A internet encontra-se sob ataque. Os aparatos de segurança e de justiça agem cada vez mais de modo extremo e hiperdimensionado. Alegam proteger a sociedade de supostos inimigos. Seus expoentes clamam pelo fim das restrições ao acesso das autoridades aos dados armazenados pelos cidadãos e pela possibilidade de interceptação plena da comunicação em rede. Sem isso, dizem, não poderão enfrentar os quatro cavaleiros do infoapocalipse: o terrorismo, o tráfico de drogas, a pedofilia e a lavagem de dinheiro.
Como em uma atualização de Thomas Hobbes, autoridades alegam que é melhor abrirmos mão dos nossos direitos e garantias individuais em função da nossa segurança. Alguns deputados até tentam aprovar a obrigação de cadastro com CPF para acessar as aplicações da internet. Trata-se da atualização das ideias de Jeremy Bentham, que propunha a obrigação dos membros das classes perigosas –ou seja, os pobres– a andarem com a identificação claramente estampada em suas roupas.

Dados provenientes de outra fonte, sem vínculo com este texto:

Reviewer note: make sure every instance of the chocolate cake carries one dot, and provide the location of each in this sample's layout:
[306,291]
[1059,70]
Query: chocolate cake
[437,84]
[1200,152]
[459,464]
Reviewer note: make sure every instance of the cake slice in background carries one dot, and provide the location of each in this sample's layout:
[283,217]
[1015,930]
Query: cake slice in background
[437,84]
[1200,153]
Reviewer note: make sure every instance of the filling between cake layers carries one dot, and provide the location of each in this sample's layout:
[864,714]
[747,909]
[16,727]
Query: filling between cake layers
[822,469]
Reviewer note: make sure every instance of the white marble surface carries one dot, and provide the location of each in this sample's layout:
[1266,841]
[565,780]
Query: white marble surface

Assim como é pouco provável que um assaltante de banco utilize seu nome verdadeiro para praticar o ato criminoso, é mais improvável ainda que os crackers invadam servidores de empresas sem usarem serviços de proxys anônimos, embaralhadores de endereços de rede e tecnologias para se esconderem entre os bilhões de pontos das redes digitais. No final, cadastros e registros abusivos fragilizam o cidadão comum que passam a ter seus dados reunidos e vendidos para empresas de marketing, seguros e modulação de comportamentos.
Na verdade, a internet deixa rastros digitais e registros de todos os acessos que fazemos. Apenas seguindo os metadados coletados nas redes, tanto a polícia e as empresas, quanto os criminosos podem obter informações impressionantes das pessoas que são alvo de sua coleta. Não é por menos que uma das grandes batalhas no processo legislativo da aprovação do Marco Civil da Internet deu-se em torno do que deveria ser obrigatoriamente armazenado pelos provedores e como as autoridades poderiam acessar tais dados sem destruir os direitos de privacidade, sem os quais nenhuma democracia poderá sobreviver.
O Marco Civil, para ser aprovado, teve de incorporar alguns excessos, como o de entrega de dados cadastrais para as autoridades sem ordem judicial ou o da absurda obrigação dos provedores de aplicação comerciais –sites, em geral– serem obrigados a guardarem os endereços IP de quem os acessou.
Enfim, a lei que regulamenta o uso da internet no Brasil define que alguns provedores de conexão, aqueles que forem administradores de sistemas autônomos, devem guardar por um ano os registros de acesso do usuário, principalmente, o IP utilizado e a hora de acesso à rede. Também exige das empresas de conteúdo e das plataformas de relacionamento online que guardem o IP de quem acessou sua aplicação e por quanto tempo permaneceu. Em nenhum momento a lei manda copiar o conteúdo comunicado, os dados trocados, muito menos organizar um sistema permanente de intrusão nas comunicações.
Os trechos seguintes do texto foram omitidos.